Like all of us, Lady Bird is a composition of everyone around her. She smokes cloves because her brother’s girlfriend does. She reads the same book she sees Kyle (Timothée Chalamet, “Dune”) reading to be close to him. She wears her new friend’s cardigan after she loses her virginity — a friend she only made because she wanted to be popular. As deeply as she tries to be her own person, in some ways, she never can be. 

To her greatest chagrin, her real name comes from a religion she has trouble identifying with. She doesn’t want to be Christine, the feminized version of Christian. She tells her guidance counselor that there is “no way” she’s going to a Catholic college and cracks jokes at an anti-abortion assembly at her school. In a scene where students are receiving Communion, she has her arms crossed over her chest — the script reveals that this is because she’s Baptist. She calls herself Lady Bird instead of Christine, which Gerwig says comes from an 18th-century poem:

“Ladybird, ladybird, fly away home,

Your house is on fire and your children all gone.”

That’s really the main problem, isn’t it? She wants to fly away home. She hates her hometown of Sacramento, “the Midwest of California.” When she finally makes it to college in New York, some guy at a party asks her where she’s from. She says Sacramento at first, but when he asks again because he couldn’t hear her, she pauses and says San Francisco.

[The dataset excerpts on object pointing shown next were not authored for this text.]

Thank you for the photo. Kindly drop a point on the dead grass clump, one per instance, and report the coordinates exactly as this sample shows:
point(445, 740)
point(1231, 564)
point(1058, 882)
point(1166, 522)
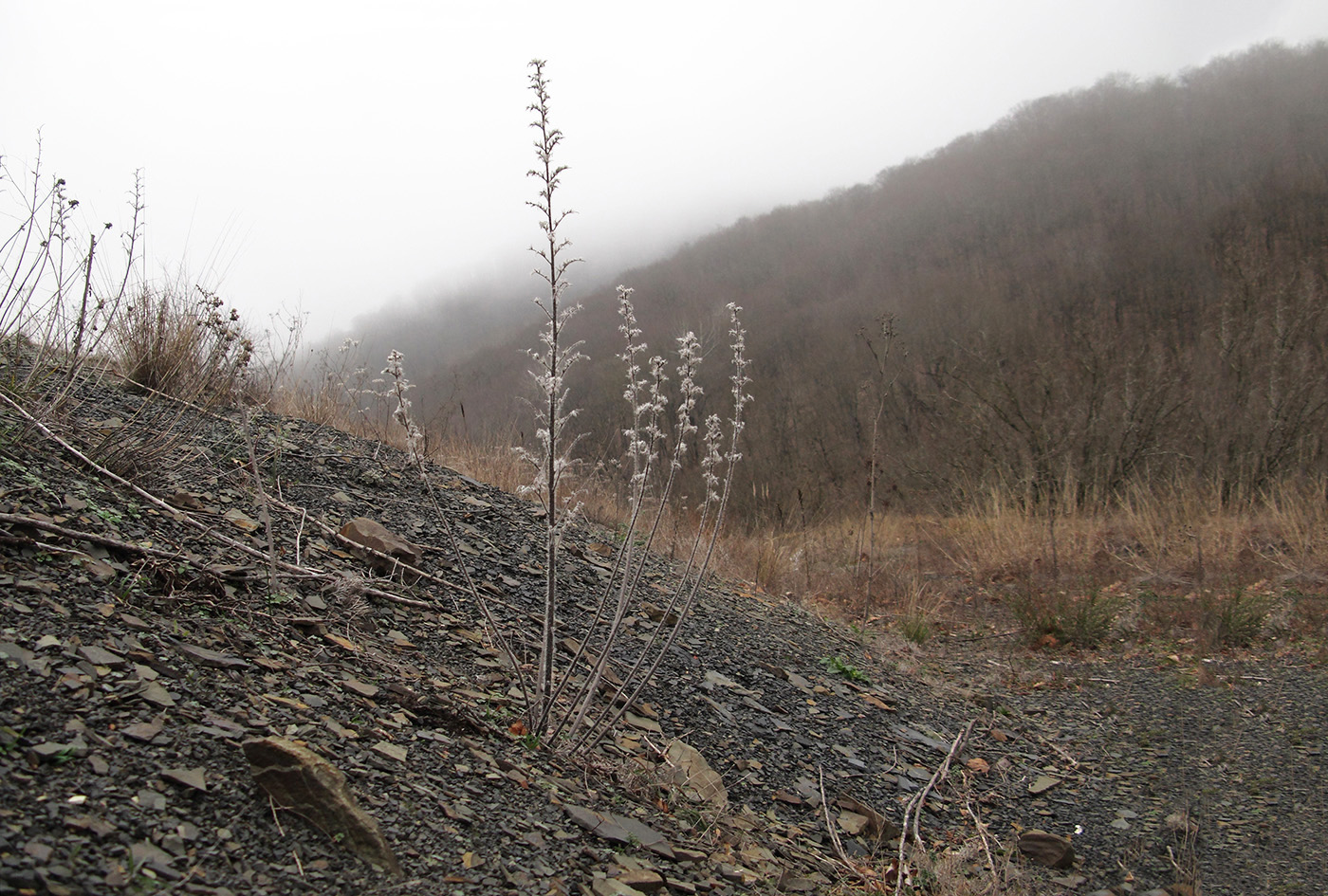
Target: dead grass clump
point(183, 345)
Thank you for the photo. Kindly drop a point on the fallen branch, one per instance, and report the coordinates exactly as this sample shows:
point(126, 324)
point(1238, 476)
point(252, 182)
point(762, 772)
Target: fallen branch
point(913, 807)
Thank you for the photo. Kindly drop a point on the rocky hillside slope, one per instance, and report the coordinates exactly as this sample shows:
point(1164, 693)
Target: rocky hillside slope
point(162, 704)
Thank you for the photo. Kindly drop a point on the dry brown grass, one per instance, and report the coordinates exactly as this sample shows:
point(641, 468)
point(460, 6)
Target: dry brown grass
point(1164, 563)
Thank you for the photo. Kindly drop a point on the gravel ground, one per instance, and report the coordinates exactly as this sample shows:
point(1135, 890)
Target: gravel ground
point(139, 652)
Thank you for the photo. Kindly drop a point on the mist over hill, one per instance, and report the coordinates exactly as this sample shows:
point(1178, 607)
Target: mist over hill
point(1108, 288)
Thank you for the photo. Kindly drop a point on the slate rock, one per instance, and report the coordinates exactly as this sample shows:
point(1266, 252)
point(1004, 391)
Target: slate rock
point(375, 535)
point(691, 772)
point(312, 787)
point(619, 829)
point(1046, 850)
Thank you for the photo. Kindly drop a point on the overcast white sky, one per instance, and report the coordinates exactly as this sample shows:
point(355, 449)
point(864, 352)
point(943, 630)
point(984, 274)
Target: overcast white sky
point(342, 155)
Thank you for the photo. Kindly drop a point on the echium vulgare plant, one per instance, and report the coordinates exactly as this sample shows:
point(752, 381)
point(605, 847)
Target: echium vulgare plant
point(561, 703)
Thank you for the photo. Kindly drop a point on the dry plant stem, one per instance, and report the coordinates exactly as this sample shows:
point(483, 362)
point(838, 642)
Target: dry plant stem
point(635, 680)
point(834, 835)
point(982, 836)
point(913, 810)
point(553, 368)
point(17, 520)
point(188, 520)
point(262, 498)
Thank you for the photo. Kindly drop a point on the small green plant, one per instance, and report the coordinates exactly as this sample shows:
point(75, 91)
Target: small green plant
point(842, 667)
point(1235, 619)
point(1082, 620)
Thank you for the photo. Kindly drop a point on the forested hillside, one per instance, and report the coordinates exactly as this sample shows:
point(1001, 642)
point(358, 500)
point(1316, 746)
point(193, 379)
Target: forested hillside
point(1117, 285)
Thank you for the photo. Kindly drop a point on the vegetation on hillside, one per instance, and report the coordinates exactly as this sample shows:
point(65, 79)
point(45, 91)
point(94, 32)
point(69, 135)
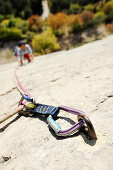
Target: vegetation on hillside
point(22, 20)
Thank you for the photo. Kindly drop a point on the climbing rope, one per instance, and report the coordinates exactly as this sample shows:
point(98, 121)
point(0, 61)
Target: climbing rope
point(28, 106)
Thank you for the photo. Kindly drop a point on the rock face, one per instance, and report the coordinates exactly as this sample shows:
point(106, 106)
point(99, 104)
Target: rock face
point(81, 78)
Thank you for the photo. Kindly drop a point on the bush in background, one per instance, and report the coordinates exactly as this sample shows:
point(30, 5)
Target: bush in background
point(108, 10)
point(74, 8)
point(57, 22)
point(29, 36)
point(89, 7)
point(8, 34)
point(4, 23)
point(87, 18)
point(110, 28)
point(74, 23)
point(35, 23)
point(99, 17)
point(19, 23)
point(1, 17)
point(45, 42)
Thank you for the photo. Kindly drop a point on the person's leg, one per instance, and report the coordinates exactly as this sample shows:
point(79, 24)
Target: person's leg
point(27, 57)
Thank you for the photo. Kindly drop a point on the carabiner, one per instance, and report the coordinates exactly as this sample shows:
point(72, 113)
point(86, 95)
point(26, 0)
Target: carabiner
point(82, 120)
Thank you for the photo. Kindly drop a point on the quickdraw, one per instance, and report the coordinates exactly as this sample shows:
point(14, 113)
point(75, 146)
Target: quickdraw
point(28, 106)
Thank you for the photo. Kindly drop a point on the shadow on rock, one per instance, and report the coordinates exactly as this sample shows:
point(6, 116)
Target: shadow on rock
point(7, 125)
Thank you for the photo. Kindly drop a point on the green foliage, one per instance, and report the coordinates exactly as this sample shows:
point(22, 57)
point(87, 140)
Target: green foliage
point(74, 8)
point(74, 23)
point(19, 23)
point(35, 23)
point(8, 34)
point(108, 10)
point(100, 17)
point(87, 18)
point(1, 17)
point(58, 22)
point(29, 36)
point(4, 23)
point(64, 5)
point(45, 42)
point(89, 7)
point(110, 28)
point(23, 9)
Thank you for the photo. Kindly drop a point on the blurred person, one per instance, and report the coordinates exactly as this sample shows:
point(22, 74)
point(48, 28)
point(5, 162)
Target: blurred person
point(23, 50)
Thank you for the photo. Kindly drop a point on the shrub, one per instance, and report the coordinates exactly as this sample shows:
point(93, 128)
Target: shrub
point(45, 42)
point(35, 23)
point(29, 35)
point(1, 17)
point(89, 7)
point(110, 28)
point(87, 18)
point(57, 22)
point(74, 23)
point(5, 23)
point(19, 23)
point(108, 10)
point(74, 8)
point(8, 34)
point(100, 17)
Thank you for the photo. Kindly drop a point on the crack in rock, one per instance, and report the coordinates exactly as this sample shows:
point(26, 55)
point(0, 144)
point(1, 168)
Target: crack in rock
point(8, 92)
point(102, 101)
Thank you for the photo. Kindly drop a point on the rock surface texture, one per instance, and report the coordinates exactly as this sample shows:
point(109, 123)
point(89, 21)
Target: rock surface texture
point(81, 78)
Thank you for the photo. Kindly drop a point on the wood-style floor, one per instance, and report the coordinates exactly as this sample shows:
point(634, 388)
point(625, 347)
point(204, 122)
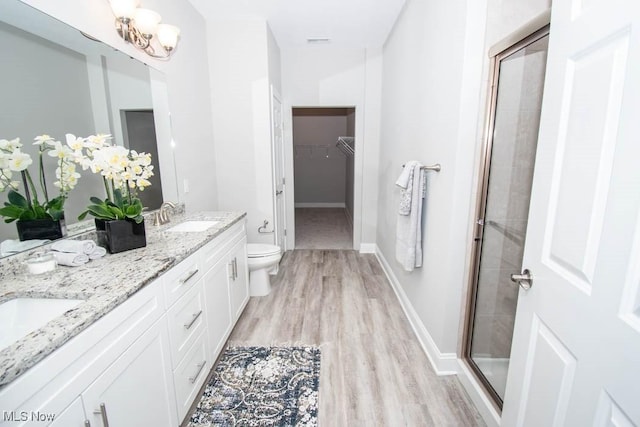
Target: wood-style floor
point(373, 370)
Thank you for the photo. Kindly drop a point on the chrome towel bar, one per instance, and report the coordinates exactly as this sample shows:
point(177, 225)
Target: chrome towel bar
point(435, 168)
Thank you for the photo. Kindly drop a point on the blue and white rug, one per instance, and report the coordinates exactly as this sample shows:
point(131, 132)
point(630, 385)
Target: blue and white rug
point(262, 386)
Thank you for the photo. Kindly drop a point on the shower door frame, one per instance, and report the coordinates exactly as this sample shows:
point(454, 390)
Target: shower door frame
point(528, 34)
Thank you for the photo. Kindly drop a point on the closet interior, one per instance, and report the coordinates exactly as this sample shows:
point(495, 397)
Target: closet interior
point(324, 149)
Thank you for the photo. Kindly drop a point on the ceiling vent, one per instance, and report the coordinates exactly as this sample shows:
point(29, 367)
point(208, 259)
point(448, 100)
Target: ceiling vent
point(318, 40)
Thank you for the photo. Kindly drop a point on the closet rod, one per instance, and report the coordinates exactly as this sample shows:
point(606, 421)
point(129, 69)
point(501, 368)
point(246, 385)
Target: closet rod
point(435, 168)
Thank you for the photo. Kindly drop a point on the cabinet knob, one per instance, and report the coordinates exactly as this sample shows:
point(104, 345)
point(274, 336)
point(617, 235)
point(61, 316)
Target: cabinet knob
point(103, 413)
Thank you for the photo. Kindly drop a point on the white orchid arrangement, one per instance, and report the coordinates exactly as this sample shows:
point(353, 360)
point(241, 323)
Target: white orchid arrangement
point(30, 206)
point(124, 172)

It’s interesting: She introduces herself to this guy as Christine, but she can only go halfway. She can be her mother’s daughter, but she can’t be from her mother’s home. 

It’s something Lady Bird grapples with up until the final scene of the film, asking her mother, “Did you feel emotional the first time you drove in Sacramento?” There’s this gossamer umbilical cord tying her to her mother as Gerwig cuts between symmetrical shots of Lady Bird and Marion driving on the same highways. It’s something Lady Bird can only verbalize in fragments as she says, “All those bends I’ve known my whole life, and stores, and the whole thing. But I wanted to tell you I love you. Thank you, I’m… thank you.” It’s really something holy. 

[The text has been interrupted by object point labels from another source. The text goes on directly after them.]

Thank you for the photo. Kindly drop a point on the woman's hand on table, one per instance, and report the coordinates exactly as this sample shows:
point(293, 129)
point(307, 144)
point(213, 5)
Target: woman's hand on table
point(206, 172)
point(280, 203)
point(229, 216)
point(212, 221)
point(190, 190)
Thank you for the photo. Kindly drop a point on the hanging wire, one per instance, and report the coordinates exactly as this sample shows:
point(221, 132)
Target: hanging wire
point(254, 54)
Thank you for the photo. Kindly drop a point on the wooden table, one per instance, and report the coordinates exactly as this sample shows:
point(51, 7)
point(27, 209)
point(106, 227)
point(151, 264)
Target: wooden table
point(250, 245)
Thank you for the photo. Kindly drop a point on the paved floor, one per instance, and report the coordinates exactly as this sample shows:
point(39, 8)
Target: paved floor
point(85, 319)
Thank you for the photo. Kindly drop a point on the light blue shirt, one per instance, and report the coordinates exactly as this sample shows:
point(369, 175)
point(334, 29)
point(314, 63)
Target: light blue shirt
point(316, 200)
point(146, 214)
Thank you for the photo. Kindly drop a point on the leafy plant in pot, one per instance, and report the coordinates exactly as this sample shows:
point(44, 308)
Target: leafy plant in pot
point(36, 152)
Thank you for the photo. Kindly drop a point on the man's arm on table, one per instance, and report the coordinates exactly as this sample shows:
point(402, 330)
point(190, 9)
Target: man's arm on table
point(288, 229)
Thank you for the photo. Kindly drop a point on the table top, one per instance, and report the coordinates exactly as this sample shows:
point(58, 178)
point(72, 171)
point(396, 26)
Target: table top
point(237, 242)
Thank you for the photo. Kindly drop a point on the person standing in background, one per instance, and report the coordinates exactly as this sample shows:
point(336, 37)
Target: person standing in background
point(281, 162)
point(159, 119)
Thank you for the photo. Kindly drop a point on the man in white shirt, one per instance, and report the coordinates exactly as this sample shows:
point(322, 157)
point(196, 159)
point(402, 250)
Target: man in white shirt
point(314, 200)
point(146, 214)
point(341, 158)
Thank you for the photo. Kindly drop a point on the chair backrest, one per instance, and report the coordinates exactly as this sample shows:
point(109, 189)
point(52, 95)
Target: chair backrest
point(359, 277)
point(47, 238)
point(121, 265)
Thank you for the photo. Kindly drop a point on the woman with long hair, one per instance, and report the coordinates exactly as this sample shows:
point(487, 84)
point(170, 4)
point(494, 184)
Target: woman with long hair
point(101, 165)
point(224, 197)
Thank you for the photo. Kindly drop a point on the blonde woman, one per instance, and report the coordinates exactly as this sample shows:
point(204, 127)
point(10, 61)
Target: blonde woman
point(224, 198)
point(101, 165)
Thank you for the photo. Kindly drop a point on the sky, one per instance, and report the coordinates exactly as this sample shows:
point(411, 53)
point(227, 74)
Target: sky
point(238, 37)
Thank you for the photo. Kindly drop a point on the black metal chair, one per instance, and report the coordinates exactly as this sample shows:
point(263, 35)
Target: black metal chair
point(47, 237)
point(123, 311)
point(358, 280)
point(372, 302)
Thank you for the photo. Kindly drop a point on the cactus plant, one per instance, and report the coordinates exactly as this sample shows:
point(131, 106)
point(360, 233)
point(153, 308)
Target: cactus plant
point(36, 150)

At the party, Lady Bird asks this guy if he believes in God, and he says he doesn’t, because it seems ridiculous. She looks away and says, more to herself, “People call themselves by names their parents made up for them, but they don’t believe in God.” She spent all that time conforming in high school, pretending she hated her teacher and telling popular kids that she lived in a big house, and now she finally realizes it’s not about just going along with things. You shouldn’t call yourself something just because someone tells you to, and you shouldn’t think that that urge to do what you’re told is any less powerful than anything in the Old Testament. Maybe there really is something poignant and true about Madonna and Child.

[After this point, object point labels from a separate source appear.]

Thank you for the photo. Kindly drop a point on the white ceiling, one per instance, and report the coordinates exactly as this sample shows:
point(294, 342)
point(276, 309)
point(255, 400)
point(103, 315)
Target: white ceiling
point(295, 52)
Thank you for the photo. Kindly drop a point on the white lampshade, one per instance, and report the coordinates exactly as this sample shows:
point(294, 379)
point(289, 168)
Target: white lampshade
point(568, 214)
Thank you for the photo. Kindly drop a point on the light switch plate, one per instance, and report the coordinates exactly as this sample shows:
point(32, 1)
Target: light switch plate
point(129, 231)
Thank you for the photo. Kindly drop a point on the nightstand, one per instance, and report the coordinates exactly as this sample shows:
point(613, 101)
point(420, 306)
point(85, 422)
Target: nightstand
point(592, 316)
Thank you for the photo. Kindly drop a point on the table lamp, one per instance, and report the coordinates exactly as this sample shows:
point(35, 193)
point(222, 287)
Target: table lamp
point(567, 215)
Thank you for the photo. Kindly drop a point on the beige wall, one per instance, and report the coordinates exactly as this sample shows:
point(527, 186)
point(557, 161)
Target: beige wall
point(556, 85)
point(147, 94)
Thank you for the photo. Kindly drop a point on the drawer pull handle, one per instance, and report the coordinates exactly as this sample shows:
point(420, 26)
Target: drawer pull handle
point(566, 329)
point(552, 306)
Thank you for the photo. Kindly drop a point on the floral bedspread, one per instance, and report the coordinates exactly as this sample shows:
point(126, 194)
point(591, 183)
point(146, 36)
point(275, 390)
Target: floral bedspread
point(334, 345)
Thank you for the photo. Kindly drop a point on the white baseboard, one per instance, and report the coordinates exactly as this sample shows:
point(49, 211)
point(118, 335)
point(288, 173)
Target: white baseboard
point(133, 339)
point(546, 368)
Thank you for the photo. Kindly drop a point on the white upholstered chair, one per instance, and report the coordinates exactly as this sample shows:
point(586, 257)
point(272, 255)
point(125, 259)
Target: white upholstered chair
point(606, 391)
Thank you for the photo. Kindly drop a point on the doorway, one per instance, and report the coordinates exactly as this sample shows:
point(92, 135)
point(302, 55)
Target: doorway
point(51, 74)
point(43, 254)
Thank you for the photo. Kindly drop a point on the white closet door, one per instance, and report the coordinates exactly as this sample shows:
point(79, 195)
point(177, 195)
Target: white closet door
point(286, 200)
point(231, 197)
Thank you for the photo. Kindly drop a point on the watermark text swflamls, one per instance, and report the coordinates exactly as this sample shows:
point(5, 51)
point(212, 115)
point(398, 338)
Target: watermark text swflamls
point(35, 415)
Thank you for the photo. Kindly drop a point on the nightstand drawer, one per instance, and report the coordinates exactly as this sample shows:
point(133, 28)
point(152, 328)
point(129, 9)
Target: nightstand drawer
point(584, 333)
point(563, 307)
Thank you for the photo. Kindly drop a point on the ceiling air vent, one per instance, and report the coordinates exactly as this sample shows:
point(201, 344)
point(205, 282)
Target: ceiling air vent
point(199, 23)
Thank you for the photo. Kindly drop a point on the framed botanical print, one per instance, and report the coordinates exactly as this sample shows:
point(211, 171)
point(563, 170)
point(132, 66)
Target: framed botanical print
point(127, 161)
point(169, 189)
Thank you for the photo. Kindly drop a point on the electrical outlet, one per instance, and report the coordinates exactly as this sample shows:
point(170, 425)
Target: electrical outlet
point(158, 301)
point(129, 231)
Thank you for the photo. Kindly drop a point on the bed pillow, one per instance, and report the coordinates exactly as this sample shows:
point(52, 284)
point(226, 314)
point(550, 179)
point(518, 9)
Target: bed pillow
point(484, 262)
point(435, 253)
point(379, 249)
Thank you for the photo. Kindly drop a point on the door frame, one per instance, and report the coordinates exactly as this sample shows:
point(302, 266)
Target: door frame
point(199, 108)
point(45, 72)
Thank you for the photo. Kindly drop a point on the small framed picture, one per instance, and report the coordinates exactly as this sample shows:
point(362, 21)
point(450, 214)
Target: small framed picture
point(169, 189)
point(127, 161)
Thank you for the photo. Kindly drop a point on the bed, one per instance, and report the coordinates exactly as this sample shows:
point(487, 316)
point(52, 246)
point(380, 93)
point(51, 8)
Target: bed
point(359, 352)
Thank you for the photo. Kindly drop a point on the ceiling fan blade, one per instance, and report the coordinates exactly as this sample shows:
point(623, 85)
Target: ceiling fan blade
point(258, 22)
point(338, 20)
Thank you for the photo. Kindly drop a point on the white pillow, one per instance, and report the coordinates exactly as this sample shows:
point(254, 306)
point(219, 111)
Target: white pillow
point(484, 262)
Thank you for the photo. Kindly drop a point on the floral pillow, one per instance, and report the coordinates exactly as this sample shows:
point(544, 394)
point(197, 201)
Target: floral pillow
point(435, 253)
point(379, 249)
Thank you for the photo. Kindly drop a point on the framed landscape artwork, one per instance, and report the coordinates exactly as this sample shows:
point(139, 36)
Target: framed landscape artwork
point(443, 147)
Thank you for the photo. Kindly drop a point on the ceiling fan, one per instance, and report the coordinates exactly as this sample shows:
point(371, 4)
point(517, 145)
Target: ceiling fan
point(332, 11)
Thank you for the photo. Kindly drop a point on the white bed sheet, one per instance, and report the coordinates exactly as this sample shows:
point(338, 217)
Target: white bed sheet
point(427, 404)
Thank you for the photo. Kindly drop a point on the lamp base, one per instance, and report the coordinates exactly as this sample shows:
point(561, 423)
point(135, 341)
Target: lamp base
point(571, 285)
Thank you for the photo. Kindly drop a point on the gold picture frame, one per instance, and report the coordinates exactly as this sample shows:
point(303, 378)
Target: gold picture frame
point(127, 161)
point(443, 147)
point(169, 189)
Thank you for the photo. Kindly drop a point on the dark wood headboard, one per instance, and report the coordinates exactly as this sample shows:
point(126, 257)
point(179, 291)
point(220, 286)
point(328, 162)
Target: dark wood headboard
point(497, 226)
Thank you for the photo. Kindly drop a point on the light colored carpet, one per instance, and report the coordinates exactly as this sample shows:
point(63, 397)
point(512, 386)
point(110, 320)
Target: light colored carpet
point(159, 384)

“Lady Bird” is a very religious film to me, as an ex-Catholic-schooler. When Lady Bird wakes up in the emergency room after a night of drinking, she walks to the nearest church. She watches the choir sing and tears well up in her eyes. Outside, she calls her parents and tells them she loves them, and that Christine is a good name. She still isn’t quite sure that her mom likes her, but she knows that she loves her. In the end, that’s all that really matters. She might not yet forgive her mom for everything, and her mom might not yet forgive her, but they still love each other. And that’s a story worth telling.